In July 2019, the Consumer Financial Protection Bureau (“CFPB”) issued an update to its 2016 Advisory and Recommendations for Financial Institutions on Preventing and Responding to Elder Financial Exploitation (“Update”). The Update focuses on recent developments in state laws related to elder financial exploitation (“EFE”) and makes a number of recommendations to financial institutions on how to best handle EFE.
Developments in State Law
The Update highlighted four principal sets of state law developments.
As of April 2019, 26 states and the District of Columbia require financial institutions or certain financial professionals to report suspected EFE.
Since 2016, a substantial number of states have enacted legislation permitting delayed disbursements of funds or transaction holds when a financial institution believes that financial exploitation may occur. Generally, when a financial institution chooses to hold a transaction, it must report the suspected financial exploitation. Most states’ statutes apply only to broker/dealers, financial advisers, or others dealing in securities. Several states, however, also extend their statutes to depository institutions such as banks and credit unions.
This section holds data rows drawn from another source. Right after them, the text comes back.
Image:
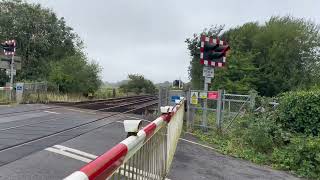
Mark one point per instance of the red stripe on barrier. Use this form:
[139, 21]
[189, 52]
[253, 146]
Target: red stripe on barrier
[166, 117]
[149, 129]
[106, 164]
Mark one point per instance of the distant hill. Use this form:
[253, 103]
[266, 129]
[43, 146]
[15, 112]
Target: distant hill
[164, 84]
[114, 84]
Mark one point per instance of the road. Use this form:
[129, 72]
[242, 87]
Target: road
[26, 136]
[195, 162]
[26, 154]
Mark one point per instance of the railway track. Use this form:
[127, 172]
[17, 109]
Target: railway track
[97, 105]
[34, 142]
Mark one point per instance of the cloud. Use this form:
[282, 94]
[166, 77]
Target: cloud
[147, 37]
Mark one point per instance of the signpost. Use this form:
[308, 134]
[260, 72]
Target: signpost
[9, 48]
[208, 72]
[5, 62]
[194, 97]
[19, 92]
[212, 54]
[203, 95]
[213, 95]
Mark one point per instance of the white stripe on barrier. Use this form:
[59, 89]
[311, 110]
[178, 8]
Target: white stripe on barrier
[51, 112]
[71, 155]
[85, 154]
[78, 175]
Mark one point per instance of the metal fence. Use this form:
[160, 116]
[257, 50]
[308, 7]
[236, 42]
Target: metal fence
[146, 156]
[5, 95]
[220, 111]
[35, 92]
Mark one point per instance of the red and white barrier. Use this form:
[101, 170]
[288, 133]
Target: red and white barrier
[108, 163]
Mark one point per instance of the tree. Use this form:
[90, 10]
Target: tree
[138, 84]
[280, 55]
[74, 74]
[45, 43]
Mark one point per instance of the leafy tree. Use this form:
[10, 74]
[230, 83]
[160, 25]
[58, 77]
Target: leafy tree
[138, 84]
[74, 74]
[45, 44]
[280, 55]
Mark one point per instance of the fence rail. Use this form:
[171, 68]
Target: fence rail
[146, 156]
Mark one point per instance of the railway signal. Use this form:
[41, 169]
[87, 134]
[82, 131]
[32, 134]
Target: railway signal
[9, 47]
[212, 54]
[213, 51]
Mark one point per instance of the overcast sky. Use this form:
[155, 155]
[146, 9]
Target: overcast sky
[147, 36]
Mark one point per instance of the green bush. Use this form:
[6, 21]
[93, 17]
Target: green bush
[300, 112]
[302, 156]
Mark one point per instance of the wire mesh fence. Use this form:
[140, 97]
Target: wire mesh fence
[35, 92]
[232, 106]
[149, 162]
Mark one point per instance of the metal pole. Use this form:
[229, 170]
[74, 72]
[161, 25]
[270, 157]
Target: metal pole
[219, 110]
[204, 112]
[11, 76]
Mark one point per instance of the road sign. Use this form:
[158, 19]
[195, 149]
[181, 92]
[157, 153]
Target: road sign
[208, 72]
[8, 72]
[213, 51]
[19, 92]
[6, 60]
[207, 80]
[203, 95]
[213, 95]
[194, 97]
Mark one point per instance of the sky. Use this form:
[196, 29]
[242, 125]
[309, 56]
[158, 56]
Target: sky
[147, 36]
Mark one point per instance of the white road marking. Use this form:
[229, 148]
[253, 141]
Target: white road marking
[78, 152]
[79, 155]
[71, 155]
[51, 112]
[77, 110]
[198, 144]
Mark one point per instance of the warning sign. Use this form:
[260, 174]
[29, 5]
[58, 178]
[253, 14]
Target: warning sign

Since 2016, Kentucky, Tennessee, Texas, and Utah have enacted new laws regarding the production of records to investigatory agencies. Kentucky and Texas (along with Illinois Minnesota, and Wisconsin) now require that financial institutions provide records related to suspected EFE to Adult Protective Services (“APS”) and law enforcement, either as part of a report or referral or upon request pursuant to an investigation. Tennessee and Utah (along with North Carolina) now require that financial institutions provide records related to suspected EFE to authorized investigatory agencies if the agency serves a subpoena. Additionally, Maryland and Washington permit, but do not require, financial institutions to provide records related to suspected EFE as part of a report or referral or upon request pursuant to an investigation.
Ohio now requires that employees of banks, savings banks, savings and loan associations, or credit unions, in addition to certain financial professionals, report suspected financial exploitation.
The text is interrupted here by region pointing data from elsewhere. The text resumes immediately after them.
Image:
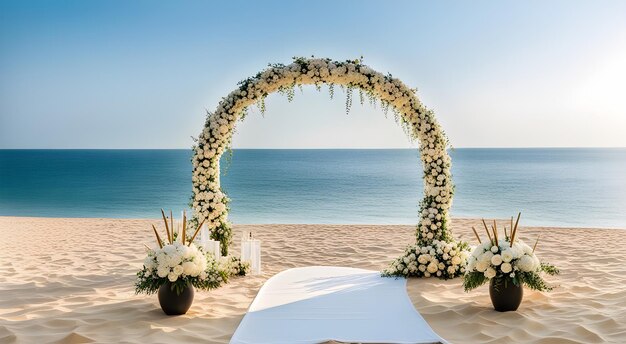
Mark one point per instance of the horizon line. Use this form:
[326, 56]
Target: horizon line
[335, 148]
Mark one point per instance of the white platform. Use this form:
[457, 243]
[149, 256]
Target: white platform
[323, 303]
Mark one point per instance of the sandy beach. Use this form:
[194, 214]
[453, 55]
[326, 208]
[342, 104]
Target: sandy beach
[71, 281]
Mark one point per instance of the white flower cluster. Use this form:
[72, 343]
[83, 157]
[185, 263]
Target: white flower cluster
[441, 259]
[176, 261]
[210, 204]
[503, 260]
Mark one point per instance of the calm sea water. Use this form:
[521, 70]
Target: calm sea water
[552, 187]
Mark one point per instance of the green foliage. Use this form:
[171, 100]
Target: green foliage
[531, 279]
[474, 280]
[149, 282]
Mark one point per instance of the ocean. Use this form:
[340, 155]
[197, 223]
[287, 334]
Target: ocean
[583, 187]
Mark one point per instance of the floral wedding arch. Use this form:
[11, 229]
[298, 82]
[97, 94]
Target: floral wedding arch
[434, 240]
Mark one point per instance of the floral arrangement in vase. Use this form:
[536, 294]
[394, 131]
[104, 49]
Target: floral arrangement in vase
[508, 264]
[178, 265]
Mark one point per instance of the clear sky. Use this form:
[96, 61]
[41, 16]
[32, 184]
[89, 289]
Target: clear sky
[140, 74]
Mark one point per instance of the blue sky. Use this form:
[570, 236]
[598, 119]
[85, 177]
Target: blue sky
[140, 74]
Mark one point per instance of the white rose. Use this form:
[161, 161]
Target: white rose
[490, 273]
[456, 260]
[163, 271]
[507, 255]
[178, 270]
[481, 266]
[496, 260]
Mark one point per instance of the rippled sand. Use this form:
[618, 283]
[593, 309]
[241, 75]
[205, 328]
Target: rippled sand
[71, 281]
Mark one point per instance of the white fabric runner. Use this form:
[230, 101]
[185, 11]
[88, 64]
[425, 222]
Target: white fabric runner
[323, 303]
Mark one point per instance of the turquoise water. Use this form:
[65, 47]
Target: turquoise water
[552, 187]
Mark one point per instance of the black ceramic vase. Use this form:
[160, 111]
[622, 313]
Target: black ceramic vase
[172, 303]
[505, 296]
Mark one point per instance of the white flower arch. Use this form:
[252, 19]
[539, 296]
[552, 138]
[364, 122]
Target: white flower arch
[210, 203]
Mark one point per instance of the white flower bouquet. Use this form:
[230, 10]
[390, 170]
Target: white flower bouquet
[507, 260]
[441, 259]
[181, 263]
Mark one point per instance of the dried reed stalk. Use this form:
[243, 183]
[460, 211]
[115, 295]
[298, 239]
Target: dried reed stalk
[169, 238]
[536, 242]
[495, 232]
[514, 233]
[172, 224]
[184, 227]
[487, 229]
[196, 233]
[476, 234]
[158, 237]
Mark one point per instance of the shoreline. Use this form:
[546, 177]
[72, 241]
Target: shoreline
[158, 220]
[69, 280]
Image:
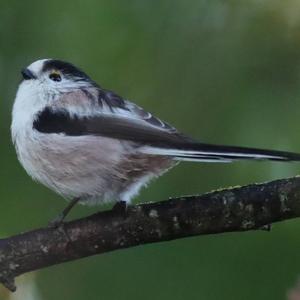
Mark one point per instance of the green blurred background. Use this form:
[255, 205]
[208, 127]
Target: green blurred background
[222, 71]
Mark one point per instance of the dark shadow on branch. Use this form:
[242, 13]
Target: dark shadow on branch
[234, 209]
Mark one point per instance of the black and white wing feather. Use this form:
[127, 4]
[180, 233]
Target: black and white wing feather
[117, 118]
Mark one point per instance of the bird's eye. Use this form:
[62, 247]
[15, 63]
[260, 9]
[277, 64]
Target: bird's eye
[54, 76]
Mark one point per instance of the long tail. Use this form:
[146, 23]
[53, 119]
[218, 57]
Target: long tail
[219, 153]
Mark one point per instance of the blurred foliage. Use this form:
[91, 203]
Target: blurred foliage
[222, 71]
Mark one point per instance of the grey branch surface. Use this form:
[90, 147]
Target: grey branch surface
[233, 209]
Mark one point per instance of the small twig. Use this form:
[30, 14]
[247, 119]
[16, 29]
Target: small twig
[234, 209]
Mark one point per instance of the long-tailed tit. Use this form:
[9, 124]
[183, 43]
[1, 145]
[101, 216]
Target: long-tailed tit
[90, 145]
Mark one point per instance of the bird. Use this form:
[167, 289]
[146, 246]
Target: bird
[91, 146]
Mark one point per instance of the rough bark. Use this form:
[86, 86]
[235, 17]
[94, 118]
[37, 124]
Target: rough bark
[233, 209]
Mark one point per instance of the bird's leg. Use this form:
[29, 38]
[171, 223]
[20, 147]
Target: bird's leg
[59, 219]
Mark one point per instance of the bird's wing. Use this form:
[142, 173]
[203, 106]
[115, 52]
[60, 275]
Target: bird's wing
[116, 118]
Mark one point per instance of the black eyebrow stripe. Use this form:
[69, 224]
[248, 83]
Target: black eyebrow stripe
[65, 68]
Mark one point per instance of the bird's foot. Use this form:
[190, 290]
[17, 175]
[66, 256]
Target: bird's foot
[120, 207]
[57, 221]
[266, 227]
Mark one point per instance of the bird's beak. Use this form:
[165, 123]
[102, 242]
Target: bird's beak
[27, 74]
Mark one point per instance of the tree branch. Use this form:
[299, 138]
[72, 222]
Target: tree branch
[233, 209]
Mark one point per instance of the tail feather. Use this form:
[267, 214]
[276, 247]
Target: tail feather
[219, 153]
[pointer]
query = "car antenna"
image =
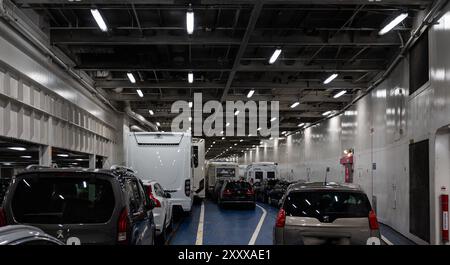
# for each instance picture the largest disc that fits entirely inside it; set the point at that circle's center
(326, 175)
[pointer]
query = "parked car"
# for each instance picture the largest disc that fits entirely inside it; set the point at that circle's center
(325, 213)
(237, 192)
(82, 205)
(216, 190)
(25, 235)
(275, 194)
(263, 188)
(162, 212)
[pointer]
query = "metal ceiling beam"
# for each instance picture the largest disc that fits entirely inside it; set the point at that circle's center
(287, 98)
(71, 36)
(253, 67)
(228, 2)
(238, 85)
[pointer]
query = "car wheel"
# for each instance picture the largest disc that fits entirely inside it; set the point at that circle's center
(161, 240)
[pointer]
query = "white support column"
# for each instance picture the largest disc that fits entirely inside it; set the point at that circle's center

CFPB Recommendations to Financial Institutions
The CFPB also made a series of recommendations in the Update.
Protocols and Procedures:
First, financial institutions should develop and implement internal protocols and procedures for protecting account holders from EFE, including training requirements, procedures for making reports, compliance with the Electronic Fund Transfer Act as implemented by Regulation E, means of consent for information-sharing with trusted third parties, and procedures for collaborating with key stakeholders.
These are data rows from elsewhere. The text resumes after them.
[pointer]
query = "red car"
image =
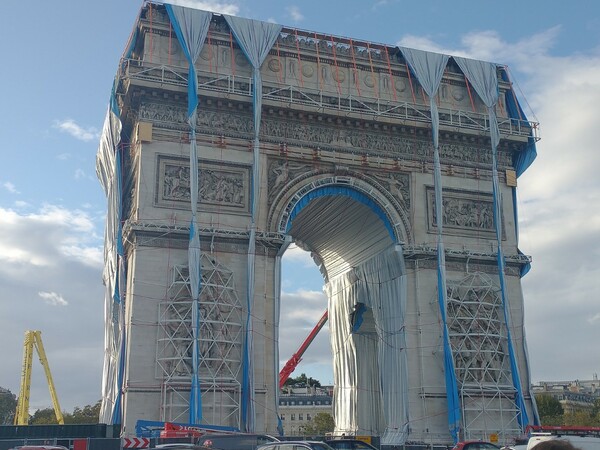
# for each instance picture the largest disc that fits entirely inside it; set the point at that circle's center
(475, 445)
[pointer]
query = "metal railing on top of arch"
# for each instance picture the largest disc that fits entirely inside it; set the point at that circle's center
(324, 101)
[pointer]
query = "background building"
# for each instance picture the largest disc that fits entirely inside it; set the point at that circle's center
(574, 396)
(299, 405)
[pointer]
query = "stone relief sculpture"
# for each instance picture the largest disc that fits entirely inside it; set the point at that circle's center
(397, 185)
(463, 212)
(324, 136)
(216, 186)
(281, 172)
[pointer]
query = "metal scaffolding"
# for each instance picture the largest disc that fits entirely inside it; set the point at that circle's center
(219, 342)
(478, 338)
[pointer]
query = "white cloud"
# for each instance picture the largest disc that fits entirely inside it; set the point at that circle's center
(214, 6)
(294, 13)
(52, 255)
(53, 299)
(43, 238)
(78, 132)
(79, 174)
(10, 187)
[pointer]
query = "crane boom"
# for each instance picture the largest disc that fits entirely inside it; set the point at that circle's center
(33, 339)
(293, 362)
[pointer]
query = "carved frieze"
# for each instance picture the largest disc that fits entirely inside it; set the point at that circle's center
(284, 172)
(281, 172)
(219, 185)
(463, 212)
(335, 137)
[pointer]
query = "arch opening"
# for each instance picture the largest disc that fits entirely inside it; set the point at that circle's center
(354, 245)
(341, 227)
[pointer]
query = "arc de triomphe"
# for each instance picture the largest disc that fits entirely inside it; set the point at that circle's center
(228, 138)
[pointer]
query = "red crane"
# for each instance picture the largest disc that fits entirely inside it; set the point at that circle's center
(290, 366)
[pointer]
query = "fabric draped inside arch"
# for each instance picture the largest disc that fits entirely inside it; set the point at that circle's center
(370, 370)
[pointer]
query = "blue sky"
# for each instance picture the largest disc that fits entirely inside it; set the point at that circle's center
(59, 60)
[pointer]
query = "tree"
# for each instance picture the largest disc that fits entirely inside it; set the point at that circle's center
(580, 419)
(550, 409)
(302, 379)
(45, 416)
(8, 406)
(320, 425)
(89, 414)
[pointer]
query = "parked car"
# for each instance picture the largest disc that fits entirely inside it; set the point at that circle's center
(40, 447)
(349, 444)
(295, 445)
(235, 441)
(475, 445)
(181, 446)
(515, 447)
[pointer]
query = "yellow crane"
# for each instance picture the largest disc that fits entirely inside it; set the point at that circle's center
(33, 339)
Second, financial institutions should harness technology to detect EFE by ensuring that their fraud detection systems include analyses of the types of products and account activity that may be associated with EFE risk.
Third, financial institutions should report suspected EFE to all appropriate local, state, or federal responders, regardless of whether reporting is mandatory or voluntary under state or federal law (which, in general, does not violate the privacy provisions of the Gramm-Leach-Bliley Act).
Fourth, financial institutions should file Suspicious Activity Reports (“SARs”) when the financial institution suspects EFE. When a financial institution files an EFE-related SAR, it should also report to APS and/or relevant law enforcement agencies. Financial institutions should work with their legal counsel to expedite their responses to requests for SAR supporting documentation by law enforcement and other agencies with authority to access SARs.
Fifth, financial institutions should collaborate with other stakeholders such as law enforcement, APS, and service organizations, as well as expedite documentation requests and provide financial records at no charge to APS and law enforcement when requested.
Finally, financial institutions should establish clear, efficient training protocols to enhance their capacity to prevent, detect, and respond to EFE. This training curriculum should include indicators of potential EFE, describe what actions to take when employees detect problems, and describe the roles of management, frontline staff, and other employees. A key benefit from following this suggestion is that under the Federal Senior Safe Act, which became effective in June 2018, an eligible financial institution[i] is not liable for disclosing suspected EFE to certain agencies if the institution has trained its employees on identifying EFE and the disclosure is made in good faith and with reasonable care by a trained employee.[ii]
These developments at the state level and recommendations by the CFPB strongly indicate a governmental full‑court press against EFE. While local, state, and federal agencies and law enforcement are all working to identify and address EFE, financial institutions play an integral role in the process. Financial institutions should ensure compliance with state law and should train their personnel to detect EFE and report suspected EFEs to relevant law enforcement and governmental agencies.
[i] Eligible institutions are depository institutions, credit unions, investment advisers, broker/dealers, insurance companies, insurance agencies, insurance advisers, and transfer agents.
[ii] Specifically, the training must: (1) instruct any individual attending the training on how to identify and report the suspected exploitation of a senior citizen internally and, as appropriate, to government officials or law enforcement authorities, including common signs that indicate the financial exploitation of a senior citizen; (2) discuss the need to protect the privacy and respect the integrity of each individual customer of the covered financial institution; and (3) be appropriate to the job responsibilities of the individual attending the training.